Ronny Jackson, President Donald Trump’s nominee for Veterans Affairs secretary, announced Thursday he was stepping aside amid new allegations of abusing alcohol and handing out prescription drugs.
Jackson’s withdrawal comes two days after Trump publicly advised him to bow out and just hours after a report surfaced, citing Senate Democrats’ summary of allegations against him, that he once got intoxicated and crashed a government automobile.
That Democratic document also alleges Jackson prescribed himself drugs and asked a physician’s assistant to supply the drugs when he got caught.
In a statement, Jackson denied the allegations.
“Going into this process, I expected tough questions about how to best care for our veterans, but I did not expect to have to dignify baseless and anonymous attacks on my character and integrity,” he said.
But he said he decided to withdraw the nomination because the allegations had become a distraction for the president.
“The allegations against me are completely false and fabricated.

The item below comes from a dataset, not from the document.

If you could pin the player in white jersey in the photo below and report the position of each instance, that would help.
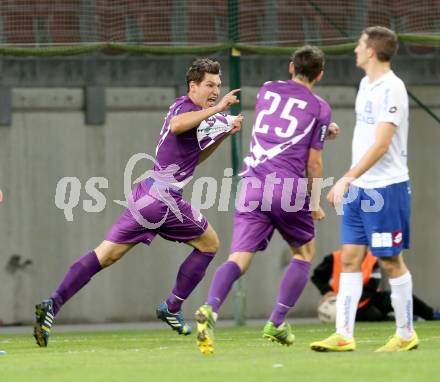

If they had any merit, I would not have been selected, promoted and entrusted to serve in such a sensitive and important role as physician to three presidents over the past 12 years,” Jackson said.
Trump told “Fox & Friends” on Thursday he had an idea who should run the department but demurred when asked who it could be.
“I do, but I better not give it,” he said. “I think we’re going to have somebody great … someone with political capability, yeah.”
Senate Veterans’ Affairs Committee Chairman Johnny Isakson praised Jackson amidst his withdrawal.
“I respect his decision, and I thank Admiral Jackson for his service to the country. I will work with the administration to see to it we get a VA secretary for our veterans and their families,” the Georgia Republican said.
The nomination was questioned by Democratic senators from the start because Jackson, a Navy rear admiral, has no command or major management experience.
Trump acknowledged that point on Tuesday. When asked about other allegations of drinking on the job and creating a hostile office, the president said of Jackson that he would “always stand behind him.”
But he also appeared to give Jackson an out. “If I were him … the fact is I wouldn’t do it,” Trump said. “What does he need it for? To be abused by a bunch of politicians who … aren’t thinking about the country?”
Trump told “Fox & Friends” he advised Jackson to step aside “a day or two ago” because “I saw where this was going.”
“I think Jon Tester has to have a big price to pay in Montana,” Trump said. “The admiral is the kind of person that they like and admire.”
“I love them and they love me,” he said of voters in Montana. “I think this is going to cause him a lot of problems in his state. He took a man who was just an incredible man, respected by President [Barack] Obama … President [George W.] Bush.”
In a statement, Tester praised the people who made the allegations against Jackson in his memo.
“I want to thank the servicemembers who bravely spoke out over the past week,” the Montana senator said in a statement on Thursday. “It is my Constitutional responsibility to make sure the veterans of this nation get a strong, thoroughly vetted leader who will fight for them.”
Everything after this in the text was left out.